La belleza incomprendida y atemporal de Virginia Woolf
Una de las voces más imponentes de la literatura universal también fue una visionaria apasionada de la moda, su simbología social y sus limitantes.
Es fácil rememorar a Virginia Woolf con el cabello peinado hacia atrás en un tomate suelto, envuelta en un abrigo de piel demasiado grande para su altura y delgadez. Un estilo descarado, entre salvaje y clásico, un encuentro de atemporalidades, con cuellos altos, sombreros de ala ancha extravagantes y flores, muchas flores.
De haberse dedicado a la moda, sin duda, se habría consolidado como una de las figuras más importantes de la industria en los años veinte, quizá más que Coco Chanel, y es que Virginia fue considerada un genio por la ciencia, con un IQ de 160.
En 1925, escribió: «Mi amor por la ropa me interesa profundamente. Solo que no es amor; y el qué es, es algo que debo descubrir». La escritora vivió una especie de amor-odio con la vestimenta, una relación contradictoria que viene con la experiencia de ser mujer en una época en la que ni las académicas podían poner un pie dentro de las bibliotecas de las universidades más reconocidas, pero sí asistir al té y a los encuentros de etiqueta; forzadas socialmente a preocuparse por la trivialidad y el artificio colectivo. Para Woolf, una condena y un objeto de poder irresistible: una paradoja y un enigma. Para esas ocasiones, una debía lucir de cierta forma.
«Aunque odio ponerme mi ropa fina, sé que cuando me la ponga me habré investido al mismo tiempo con cierta conducta social: estaré lista para hablar sobre el piso y el clima y otras frivolidades, que considero lugares comunes en mi camisón», escribió en un ensayo.
En la década de 1920, gracias a la aparición en escena de ciertos diseñadores de la talla de Paul Poiret, la ropa dejó atrás su enraizamiento con las ideologías de la época victoriana y se volvió más holgada, cómoda y, de cierto modo, andrógina. Pero con la practicidad, vino el consumo en masa y el surgimiento de una industria incansable; la publicidad vital e inagotable comenzó a bombardear la atención común.
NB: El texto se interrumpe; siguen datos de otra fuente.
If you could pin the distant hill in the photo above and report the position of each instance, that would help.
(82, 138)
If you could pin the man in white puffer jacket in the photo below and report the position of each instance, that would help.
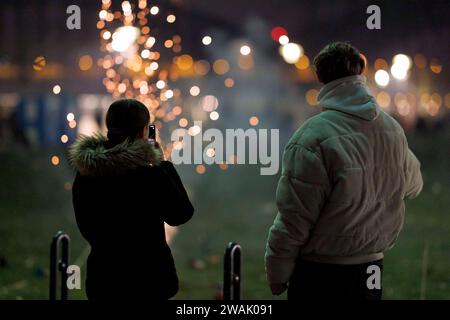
(340, 198)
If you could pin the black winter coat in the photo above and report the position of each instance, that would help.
(122, 195)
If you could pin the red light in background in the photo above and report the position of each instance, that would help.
(277, 32)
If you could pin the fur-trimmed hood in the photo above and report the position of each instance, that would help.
(90, 156)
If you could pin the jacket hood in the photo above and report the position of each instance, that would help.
(349, 95)
(90, 155)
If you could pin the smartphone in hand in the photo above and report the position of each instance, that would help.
(152, 133)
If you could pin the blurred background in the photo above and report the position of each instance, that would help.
(231, 64)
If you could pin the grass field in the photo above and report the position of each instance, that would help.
(232, 205)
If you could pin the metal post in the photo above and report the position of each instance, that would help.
(59, 264)
(232, 272)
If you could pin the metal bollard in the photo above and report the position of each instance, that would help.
(59, 261)
(232, 272)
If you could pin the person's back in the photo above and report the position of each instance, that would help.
(122, 195)
(345, 175)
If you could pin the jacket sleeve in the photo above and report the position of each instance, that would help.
(300, 195)
(414, 182)
(177, 206)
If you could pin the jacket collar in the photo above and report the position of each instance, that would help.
(349, 95)
(91, 156)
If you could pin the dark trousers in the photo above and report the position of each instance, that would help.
(314, 281)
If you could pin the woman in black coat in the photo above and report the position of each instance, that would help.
(122, 194)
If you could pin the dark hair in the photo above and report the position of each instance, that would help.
(338, 60)
(125, 119)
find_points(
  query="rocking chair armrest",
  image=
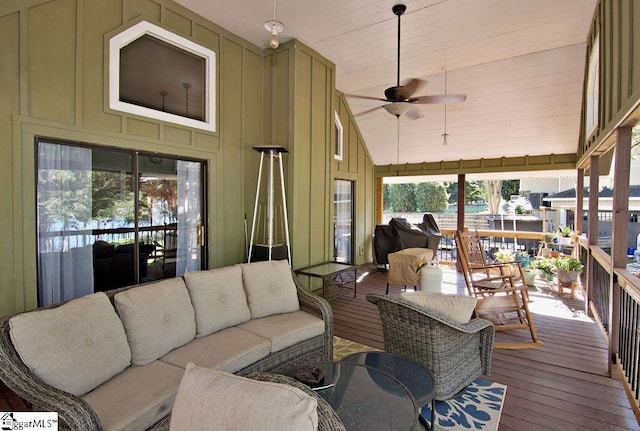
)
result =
(501, 290)
(498, 278)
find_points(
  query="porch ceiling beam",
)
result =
(502, 164)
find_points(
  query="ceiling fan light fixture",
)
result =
(397, 108)
(274, 27)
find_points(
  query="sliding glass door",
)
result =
(343, 221)
(108, 218)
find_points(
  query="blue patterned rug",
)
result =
(477, 408)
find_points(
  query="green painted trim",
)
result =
(501, 164)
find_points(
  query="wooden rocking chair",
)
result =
(500, 289)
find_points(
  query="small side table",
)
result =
(330, 272)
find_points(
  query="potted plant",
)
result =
(523, 258)
(546, 266)
(529, 276)
(504, 256)
(564, 235)
(568, 269)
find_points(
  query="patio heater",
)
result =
(270, 226)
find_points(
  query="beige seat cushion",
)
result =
(137, 398)
(270, 288)
(215, 400)
(218, 298)
(230, 350)
(404, 265)
(157, 318)
(74, 347)
(457, 308)
(287, 329)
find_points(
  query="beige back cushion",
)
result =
(74, 347)
(270, 288)
(457, 308)
(218, 299)
(157, 318)
(215, 400)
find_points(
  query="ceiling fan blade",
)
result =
(407, 90)
(355, 96)
(439, 98)
(367, 111)
(414, 113)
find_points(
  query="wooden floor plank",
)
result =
(561, 386)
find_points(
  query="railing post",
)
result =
(592, 223)
(620, 228)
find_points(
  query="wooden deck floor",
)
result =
(561, 386)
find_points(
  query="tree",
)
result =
(430, 197)
(494, 196)
(401, 197)
(510, 188)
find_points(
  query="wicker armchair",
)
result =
(327, 418)
(455, 353)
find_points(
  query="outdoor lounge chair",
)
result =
(456, 354)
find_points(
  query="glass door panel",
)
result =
(343, 221)
(110, 218)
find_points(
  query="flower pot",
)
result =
(567, 277)
(529, 277)
(524, 260)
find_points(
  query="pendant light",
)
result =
(445, 134)
(274, 27)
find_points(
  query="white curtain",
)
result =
(65, 255)
(189, 222)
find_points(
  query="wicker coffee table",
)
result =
(366, 398)
(414, 377)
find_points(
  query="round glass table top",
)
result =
(365, 398)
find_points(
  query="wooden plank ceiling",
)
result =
(520, 62)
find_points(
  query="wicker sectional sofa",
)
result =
(113, 360)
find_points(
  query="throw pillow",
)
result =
(218, 299)
(270, 288)
(74, 347)
(216, 400)
(457, 308)
(157, 318)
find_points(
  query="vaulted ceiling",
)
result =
(520, 63)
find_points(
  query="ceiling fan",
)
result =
(400, 98)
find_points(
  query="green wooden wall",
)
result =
(53, 73)
(301, 102)
(616, 23)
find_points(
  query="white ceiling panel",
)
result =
(520, 62)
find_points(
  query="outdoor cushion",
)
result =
(230, 350)
(74, 347)
(270, 288)
(287, 329)
(215, 400)
(457, 308)
(137, 398)
(157, 318)
(218, 298)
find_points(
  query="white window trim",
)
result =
(124, 38)
(340, 137)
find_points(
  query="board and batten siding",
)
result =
(53, 84)
(615, 23)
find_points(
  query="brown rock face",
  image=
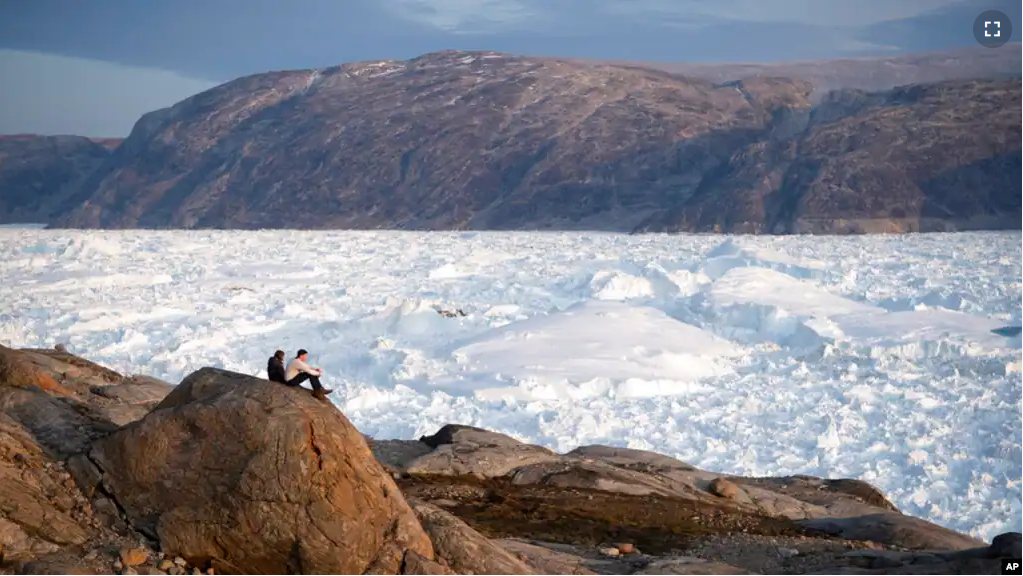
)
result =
(254, 477)
(48, 412)
(921, 158)
(40, 174)
(482, 140)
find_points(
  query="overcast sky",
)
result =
(93, 67)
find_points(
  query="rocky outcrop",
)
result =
(48, 411)
(252, 477)
(925, 158)
(463, 548)
(40, 174)
(483, 140)
(232, 474)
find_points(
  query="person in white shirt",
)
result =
(298, 371)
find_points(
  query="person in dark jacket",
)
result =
(275, 367)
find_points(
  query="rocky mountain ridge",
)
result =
(485, 140)
(227, 473)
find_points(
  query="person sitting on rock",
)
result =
(299, 371)
(275, 367)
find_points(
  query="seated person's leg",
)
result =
(298, 380)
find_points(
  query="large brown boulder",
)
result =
(253, 477)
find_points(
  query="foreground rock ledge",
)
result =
(252, 477)
(240, 475)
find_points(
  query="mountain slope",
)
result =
(927, 158)
(483, 140)
(38, 174)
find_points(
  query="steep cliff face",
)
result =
(448, 140)
(483, 140)
(934, 157)
(38, 174)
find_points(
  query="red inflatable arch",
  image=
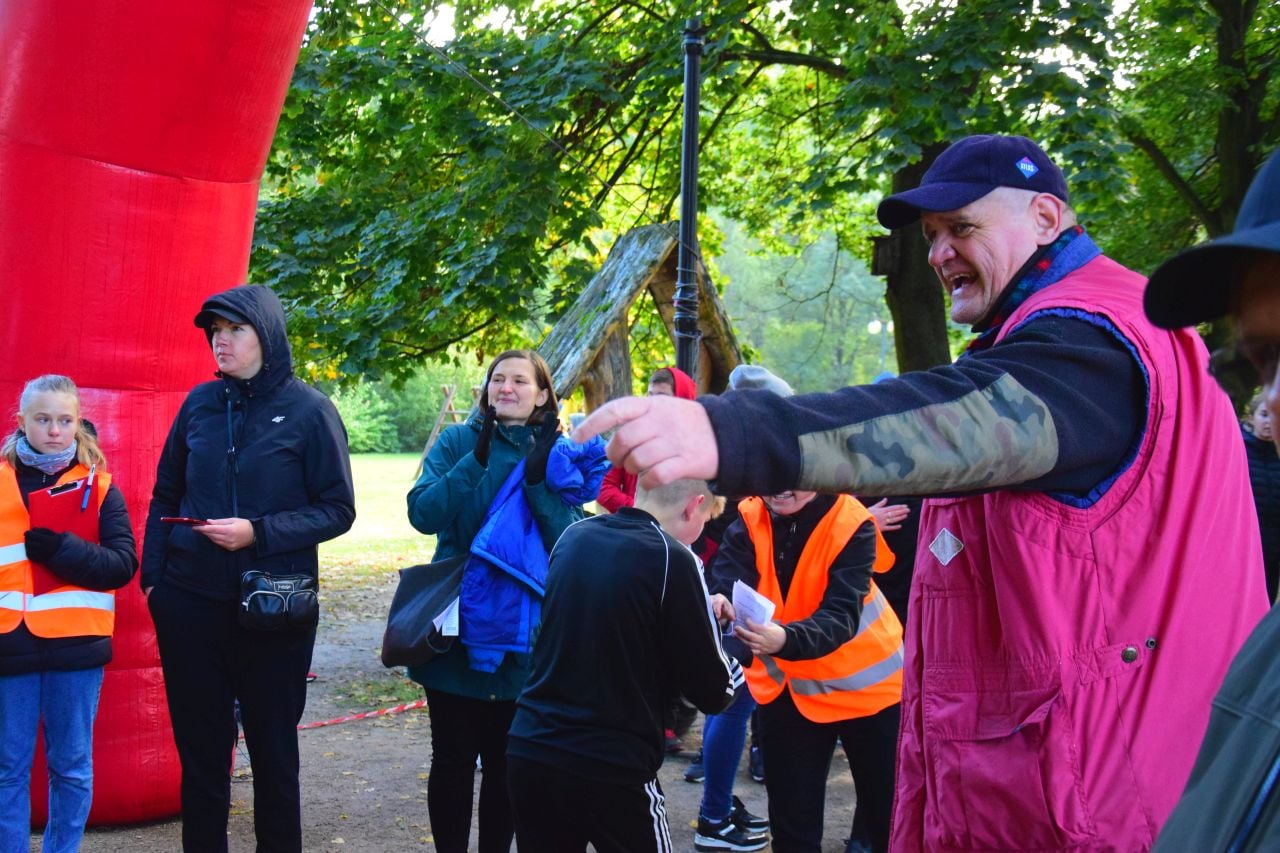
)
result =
(133, 136)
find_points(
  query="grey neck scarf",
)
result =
(46, 463)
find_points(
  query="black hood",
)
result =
(261, 309)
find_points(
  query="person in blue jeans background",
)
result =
(55, 620)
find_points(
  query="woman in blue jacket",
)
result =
(470, 708)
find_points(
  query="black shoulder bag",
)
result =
(270, 602)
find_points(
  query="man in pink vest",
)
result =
(1091, 560)
(1233, 798)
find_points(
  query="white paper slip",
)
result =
(447, 623)
(750, 606)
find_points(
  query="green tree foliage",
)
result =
(408, 209)
(385, 416)
(807, 315)
(368, 419)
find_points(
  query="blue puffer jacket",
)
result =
(504, 580)
(451, 500)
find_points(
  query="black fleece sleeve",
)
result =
(167, 495)
(332, 496)
(108, 564)
(1057, 406)
(691, 641)
(836, 619)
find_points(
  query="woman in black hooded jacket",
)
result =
(260, 459)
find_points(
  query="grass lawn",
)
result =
(382, 538)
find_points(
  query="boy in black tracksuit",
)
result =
(626, 624)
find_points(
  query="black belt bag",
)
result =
(278, 602)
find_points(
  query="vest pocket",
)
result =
(1004, 771)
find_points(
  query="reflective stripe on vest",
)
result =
(64, 611)
(864, 675)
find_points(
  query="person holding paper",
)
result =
(830, 662)
(56, 606)
(261, 457)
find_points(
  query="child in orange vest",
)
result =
(56, 611)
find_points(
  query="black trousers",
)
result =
(461, 730)
(562, 812)
(798, 758)
(209, 662)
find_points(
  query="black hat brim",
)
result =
(905, 208)
(1197, 284)
(205, 319)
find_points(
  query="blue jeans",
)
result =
(67, 702)
(723, 737)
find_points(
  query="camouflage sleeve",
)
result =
(996, 436)
(1057, 406)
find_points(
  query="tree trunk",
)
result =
(913, 293)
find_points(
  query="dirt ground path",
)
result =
(364, 783)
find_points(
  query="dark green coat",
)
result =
(451, 500)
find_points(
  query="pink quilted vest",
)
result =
(1060, 661)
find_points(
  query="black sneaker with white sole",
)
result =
(753, 824)
(726, 835)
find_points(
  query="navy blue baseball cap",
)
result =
(1196, 286)
(969, 169)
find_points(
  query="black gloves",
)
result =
(535, 464)
(42, 544)
(485, 441)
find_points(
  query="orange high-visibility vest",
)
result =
(64, 611)
(864, 675)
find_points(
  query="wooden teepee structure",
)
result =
(589, 345)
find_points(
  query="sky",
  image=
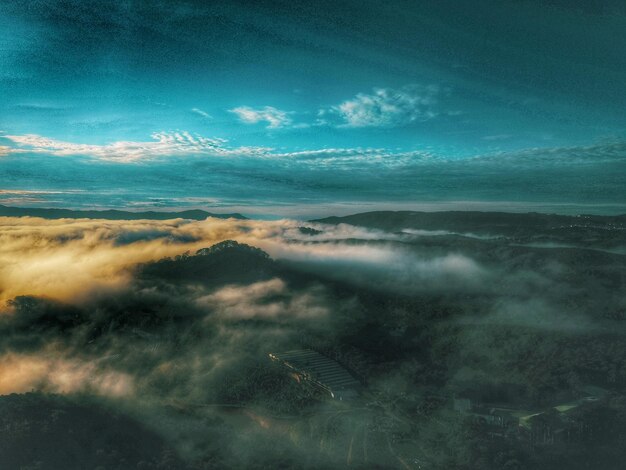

Virginia se dio cuenta de que con la posibilidad de elegir un atuendo más fluido podríamos percibir el reflejo perfecto, como si de un espejo se tratase, por más superficial o profundo, de uno mismo. Concibió esta idea con placer y horror, una rara combinación. Ser vista desde el exterior y evaluada y juzgada igualmente en el interior, dependiendo del vestido, era una calle sin salida. Se unían lo privado y lo público en un mismo y retorcido universo.
A Virginia le fascinó el culto a la ropa, en parte porque no podía explicárselo. Aseguró que las personas sufrían de un Clothes Complex. Se encontraba a sí misma en una disyuntiva; por un lado, odiaba la idea de vestirse mal; por el otro, odiaba la idea de salir a comprar ropa. No obstante, si algo le gustaba, era escribir notas acerca de los vestidos suntuosos que vestían las damas en los eventos a los que asistía. Una teoría interesante: de ahí saldrían posteriores inspiraciones para sus personajes, la contemplación le permitía jugar con sus psiques y complejas personalidades. En la observación, exploraba la artificialidad, la feminidad, el desacato… y la moda; en su belleza pudo describir a Clarissa Dalloway, su personaje, usando su vestido de «sirena verde-plateado» tan icónico.
Sin importar cuánto admirara y cuestionara la moda de la época, ella misma fue un personaje incomprendido para su generación. Fue calificada con adjetivos poco generosos: «desordenada» (como si hubiera sido arrastrada hacia atrás por un viento y arrojada hacia un seto antes de salir de casa); «poco arreglada»; o, de acuerdo a las palabras que utilizó la periodista Madge Garland, «parecía llevar una papelera boca abajo en la cabeza». Algunos críticos fueron más delicados: (Virginia) «siempre hermosa, pero nunca bonita».
81 años después de su muerte, descubrimos que Virginia Woolf se adelantó a su tiempo. En nuestra era moderna, su autenticidad al vestir podría marcar tendencia; sobre todo, su ideología respecto al vestir: un estudio perpetuo que transgredió la mentalidad generalizada para encontrar, más allá de la estilística, qué es lo que hacía que las personas se vistieran de una forma u otra.
Mangas abullonadas, un estilo effortless, la mujer que llenó de rocas su abrigo y se introdujo al río Ouse una gélida mañana de 1941, continúa intrigándonos. Su personalidad fue todo menos ficción.